US-Mexico Trade Talks to Resume

July 24, 1992

IS this the ninth or will there extra innings?

The question hangs over the chief negotiators as they gather here this weekend for yet another round of talks on the North American Free Trade Agreement (NAFTA).

If President Bush wants NAFTA in his pocket before the November presidential elections, the United States, Mexican, and Canadian trade ministers have to sign the pact by Aug. 5. US law mandates a 90-day review period before Mr. Bush can sign off on NAFTA. But the treaty would not go into effect unless the US Congress ratifies it, which is not likely to occur until early next year.

"There's really no pressure to sign it now unless Bush sees some sort of electoral advantage," says Sydney Weintraub, a specialist in US-Mexico relations at the University of Texas, Austin.

But apparently Bush does see NAFTA as an advantage. At his meeting with President Carlos Salinas de Gortari at the major-league baseball All-Star game, Bush said the talks were in the ninth inning. At their convention next month, Republicans are expected to emphasize the jobs created by growing US exports, particularly to Mexico, under the Bush administration. Bush initiative

"NAFTA is one of Bush's major foreign policy initiatives. I think he'd like to be able to claim credit for it before the elections," says Doris Meissner, a Mexico expert at the Carnegie Endowment for International Peace in Washington.

But Mexican sources close to the talks indicate they are in no hurry to make this the last meeting. This may be a negotiating ploy. But the Mexican team is undoubtedly more relaxed with Ross Perot out of the presidential race. Mr. Perot opposed NAFTA, arguing that it would hurt US manufacturers. Since Gov. Bill Clinton supports NAFTA, there is less pressure to cut a deal.

Canadian Trade Minister Michael Wilson also indicated in a press conference this week that this may not be the last negotiating round. "We still have some difficult issues to deal with," Mr. Wilson warned.

For example, the 1988 US-Canada Free Trade Agreement defines a North American-made car as that with 50 percent of its value produced within the US or Canada. US automakers would like to boost local "rules of origin" to 65 or 70 percent. The Canadians and Mexicans prefer a lower figure so as not to discourage Japanese and European automakers from setting up factories on their soil.

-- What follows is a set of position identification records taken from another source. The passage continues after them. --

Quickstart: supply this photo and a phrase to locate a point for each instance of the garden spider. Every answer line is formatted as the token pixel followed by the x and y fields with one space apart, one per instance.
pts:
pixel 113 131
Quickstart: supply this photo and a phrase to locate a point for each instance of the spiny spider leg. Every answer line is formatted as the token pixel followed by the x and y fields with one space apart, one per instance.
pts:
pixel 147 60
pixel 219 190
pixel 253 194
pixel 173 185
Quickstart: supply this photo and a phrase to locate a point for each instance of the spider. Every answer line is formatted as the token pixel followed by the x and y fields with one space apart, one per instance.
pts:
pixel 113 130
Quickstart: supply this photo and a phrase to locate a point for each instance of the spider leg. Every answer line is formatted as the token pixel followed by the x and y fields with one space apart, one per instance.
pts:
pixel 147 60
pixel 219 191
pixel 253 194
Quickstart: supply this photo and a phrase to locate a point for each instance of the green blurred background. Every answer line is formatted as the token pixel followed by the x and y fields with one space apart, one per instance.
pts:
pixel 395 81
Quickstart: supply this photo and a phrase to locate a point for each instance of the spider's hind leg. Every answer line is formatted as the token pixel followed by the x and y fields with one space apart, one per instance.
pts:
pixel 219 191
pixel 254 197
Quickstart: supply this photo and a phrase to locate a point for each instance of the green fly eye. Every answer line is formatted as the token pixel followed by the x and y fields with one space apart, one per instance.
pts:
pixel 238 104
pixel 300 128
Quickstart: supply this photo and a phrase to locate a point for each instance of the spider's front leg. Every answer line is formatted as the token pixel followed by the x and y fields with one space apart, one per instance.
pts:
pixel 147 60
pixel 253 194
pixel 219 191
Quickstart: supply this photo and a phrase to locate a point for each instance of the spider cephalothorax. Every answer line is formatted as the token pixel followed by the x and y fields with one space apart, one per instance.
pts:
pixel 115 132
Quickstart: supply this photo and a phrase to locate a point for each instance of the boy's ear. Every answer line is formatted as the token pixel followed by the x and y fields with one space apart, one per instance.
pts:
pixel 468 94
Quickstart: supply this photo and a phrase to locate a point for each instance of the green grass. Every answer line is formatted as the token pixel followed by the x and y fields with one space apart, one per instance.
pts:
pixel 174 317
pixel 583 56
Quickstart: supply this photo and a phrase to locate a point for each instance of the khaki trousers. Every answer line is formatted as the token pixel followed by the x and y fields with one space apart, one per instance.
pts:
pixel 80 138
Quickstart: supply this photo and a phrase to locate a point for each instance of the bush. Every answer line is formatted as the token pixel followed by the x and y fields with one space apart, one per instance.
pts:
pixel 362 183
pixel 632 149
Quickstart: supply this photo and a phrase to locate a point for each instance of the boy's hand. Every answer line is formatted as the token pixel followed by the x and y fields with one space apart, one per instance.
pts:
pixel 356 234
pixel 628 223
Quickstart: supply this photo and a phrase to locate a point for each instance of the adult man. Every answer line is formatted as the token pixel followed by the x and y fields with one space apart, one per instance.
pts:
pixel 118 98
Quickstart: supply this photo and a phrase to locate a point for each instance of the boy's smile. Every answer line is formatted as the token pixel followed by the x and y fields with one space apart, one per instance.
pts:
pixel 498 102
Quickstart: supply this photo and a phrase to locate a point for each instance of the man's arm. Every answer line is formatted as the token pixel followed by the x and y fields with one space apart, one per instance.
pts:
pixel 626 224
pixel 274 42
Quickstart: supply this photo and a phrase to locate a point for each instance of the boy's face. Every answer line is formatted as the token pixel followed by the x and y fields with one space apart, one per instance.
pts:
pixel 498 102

Mexican auto-parts manufacturers would also like a longer lead time to build up their competitiveness before going head-to-head with the US and Canada.

In the politically sensitive energy arena, Mexico steadfastly refuses to allow foreign investment in oil production, exploration, refining, and retail gas sales. US interests in Mexico

US oil companies have pushed hard for an opening. In London this week, Mr. Salinas reiterated Mexico's stance against "risk-sharing contracts" but there are reports that Mexico is planning to allow performance contracts, giving foreign firms cash bonuses based on quantity and speed of oil extraction. It is not clear whether the US will back off from further demands.

Other issues to be resolved during the two days of talks include government purchasing rules, foreign-investment restrictions, and the contentious issue of how much tariff and quota protection Mexico will get (and for how long) for its core farm products such as basic grains, beans, and corn.